バイロンはハーブの種類も気になったが、お茶を入れるマーベリックの姿を見て何やらその胸中に不可思議なものも浮かんだ。
『この人はどうやって生きているんだろう……』
マーベリックはレイドル侯爵の執事という肩書だが、実際は情報を集めるスパイである。複数の手下を使い分けて市井で起こる出来事に目を光らせている。一見すれば普通の執事に見えるのだろうが、その実態は暗殺もいとわぬ厳しいものがある。端正な顔立ちだが、時折見せるマーベリックの爬虫類のような目つきは空恐ろしい……
『……詮索しても……意味がないだろうし……余計なことを聞いても、答えないだろうな……』
バイロンがそう思った時である、マーベリックが湯気の立つティーカップをバイロンに渡した。
「今週の報告を聞こう」
バイロンはかぐわしい複雑な香りを楽しむと口をつけずに第四宮での出来事を話し出した。
*
「そうか執事長のポストを巡ってうごきがあるか……」
バイロンは自分の眼で見た話とリンジーの集めた話を合わせて、共通する部分をまとめた。
「第一宮の宮長が更迭されたわ、現在は第二宮と第三宮の宮長が次の執事長のポストを狙って選挙の準備をするみたい。第一宮のバトラーとメイドたちはロナウドさんが更迭されたこともあり選挙自体に参加できないみたいよ。」
バイロンはお茶をすすると話を続けた。
「なんでも新しい付け届けに対する汚職が明らかになったみたいで第一宮の連中は投票権が凍結されるみたい……」
思った以上に確かな情報をつかんでいるバイロンの報告にマーベリックは多少驚いた。
「なかなか調べているようだな……」
「宮の中ではメイドたちが選挙になるって騒いでるから、嫌でもその手の話は耳に入るわ」
「そうか……」
マーベリックはそう言うと部屋に隣接した厨房に向かった。
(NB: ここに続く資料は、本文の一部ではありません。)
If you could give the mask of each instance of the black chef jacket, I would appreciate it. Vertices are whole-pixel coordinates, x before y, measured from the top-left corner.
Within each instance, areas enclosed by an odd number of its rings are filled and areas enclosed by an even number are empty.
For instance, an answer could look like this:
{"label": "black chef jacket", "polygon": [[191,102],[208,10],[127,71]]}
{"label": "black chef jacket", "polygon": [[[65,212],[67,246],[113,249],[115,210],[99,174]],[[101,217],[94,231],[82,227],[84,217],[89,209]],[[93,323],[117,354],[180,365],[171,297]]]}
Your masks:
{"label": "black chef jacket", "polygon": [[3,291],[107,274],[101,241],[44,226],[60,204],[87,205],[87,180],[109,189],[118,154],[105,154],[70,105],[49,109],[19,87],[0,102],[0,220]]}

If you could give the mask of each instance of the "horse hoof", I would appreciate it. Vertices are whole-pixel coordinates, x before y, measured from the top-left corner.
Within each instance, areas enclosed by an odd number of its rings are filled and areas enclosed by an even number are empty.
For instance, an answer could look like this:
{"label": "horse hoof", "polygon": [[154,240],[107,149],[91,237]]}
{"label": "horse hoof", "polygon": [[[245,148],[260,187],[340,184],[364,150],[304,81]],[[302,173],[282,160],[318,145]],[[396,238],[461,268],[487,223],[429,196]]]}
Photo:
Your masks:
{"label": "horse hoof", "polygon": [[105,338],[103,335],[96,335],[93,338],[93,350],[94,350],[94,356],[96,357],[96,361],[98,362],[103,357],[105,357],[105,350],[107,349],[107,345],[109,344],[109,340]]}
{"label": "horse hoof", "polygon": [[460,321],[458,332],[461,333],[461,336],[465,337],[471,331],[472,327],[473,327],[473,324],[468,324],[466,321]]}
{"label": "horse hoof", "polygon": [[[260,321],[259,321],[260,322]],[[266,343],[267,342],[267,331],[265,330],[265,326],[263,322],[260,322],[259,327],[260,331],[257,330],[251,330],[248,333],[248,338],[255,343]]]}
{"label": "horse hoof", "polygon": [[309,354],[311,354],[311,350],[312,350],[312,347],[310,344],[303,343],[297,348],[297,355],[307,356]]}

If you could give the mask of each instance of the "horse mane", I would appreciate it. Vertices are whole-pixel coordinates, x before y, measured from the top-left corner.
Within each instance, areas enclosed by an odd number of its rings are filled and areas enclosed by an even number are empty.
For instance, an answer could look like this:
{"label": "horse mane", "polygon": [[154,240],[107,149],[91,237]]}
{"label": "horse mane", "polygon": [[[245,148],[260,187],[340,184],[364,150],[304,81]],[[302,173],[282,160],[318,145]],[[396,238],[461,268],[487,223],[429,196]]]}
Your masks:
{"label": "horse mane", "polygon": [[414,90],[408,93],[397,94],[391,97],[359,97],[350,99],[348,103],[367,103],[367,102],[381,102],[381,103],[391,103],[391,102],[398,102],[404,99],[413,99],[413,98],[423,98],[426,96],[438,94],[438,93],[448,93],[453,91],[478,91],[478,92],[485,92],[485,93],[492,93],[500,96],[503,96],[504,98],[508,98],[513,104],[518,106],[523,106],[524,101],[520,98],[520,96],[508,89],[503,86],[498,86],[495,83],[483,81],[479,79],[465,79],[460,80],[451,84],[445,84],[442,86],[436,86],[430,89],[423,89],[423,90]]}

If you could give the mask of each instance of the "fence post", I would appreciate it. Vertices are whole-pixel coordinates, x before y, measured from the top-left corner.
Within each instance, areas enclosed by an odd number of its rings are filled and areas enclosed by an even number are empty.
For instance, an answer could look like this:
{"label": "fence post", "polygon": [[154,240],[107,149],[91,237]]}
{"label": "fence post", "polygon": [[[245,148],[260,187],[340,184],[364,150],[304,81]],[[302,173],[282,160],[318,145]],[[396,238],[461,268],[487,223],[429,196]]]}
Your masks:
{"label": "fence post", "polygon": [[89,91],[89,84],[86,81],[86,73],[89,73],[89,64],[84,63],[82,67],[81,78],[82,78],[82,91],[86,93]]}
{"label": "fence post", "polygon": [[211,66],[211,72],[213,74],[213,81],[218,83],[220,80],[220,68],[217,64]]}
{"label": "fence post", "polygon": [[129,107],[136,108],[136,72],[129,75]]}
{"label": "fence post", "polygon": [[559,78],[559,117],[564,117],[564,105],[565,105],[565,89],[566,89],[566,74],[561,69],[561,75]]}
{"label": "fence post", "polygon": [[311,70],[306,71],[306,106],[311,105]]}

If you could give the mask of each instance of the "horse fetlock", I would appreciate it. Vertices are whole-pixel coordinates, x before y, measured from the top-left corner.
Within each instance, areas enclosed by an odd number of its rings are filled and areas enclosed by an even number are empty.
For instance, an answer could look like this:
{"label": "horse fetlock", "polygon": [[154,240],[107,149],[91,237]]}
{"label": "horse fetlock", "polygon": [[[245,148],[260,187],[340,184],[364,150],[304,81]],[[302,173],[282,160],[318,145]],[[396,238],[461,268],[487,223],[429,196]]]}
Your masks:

そして間をおかずして銀製のトレーを持って戻ってきた。
バイロンはトレーの上に乗ったモノを見てその眼を大きく見開いた。
『……これ……シュークリーム?……』
ダリスの都ではシュークリームを売る店はどこにでもある。それゆえバイロンもいくつかの店で食した経験があった。だがトレーの上に鎮座したそれは普通のシュークリームの形状とは異なっていた。小判のような楕円形で、その上からチョコレートがかかっている……
バイロンがいつになく真剣な表情をみせてそれに手を伸ばそうとするとマーベリックはトレーを手元にひいた。
「エクレアは報告が終わってからだ」
マーベリックが勝ち誇ったようにニヤリと嗤うと、バイロンはマーベリックを睨み付けた。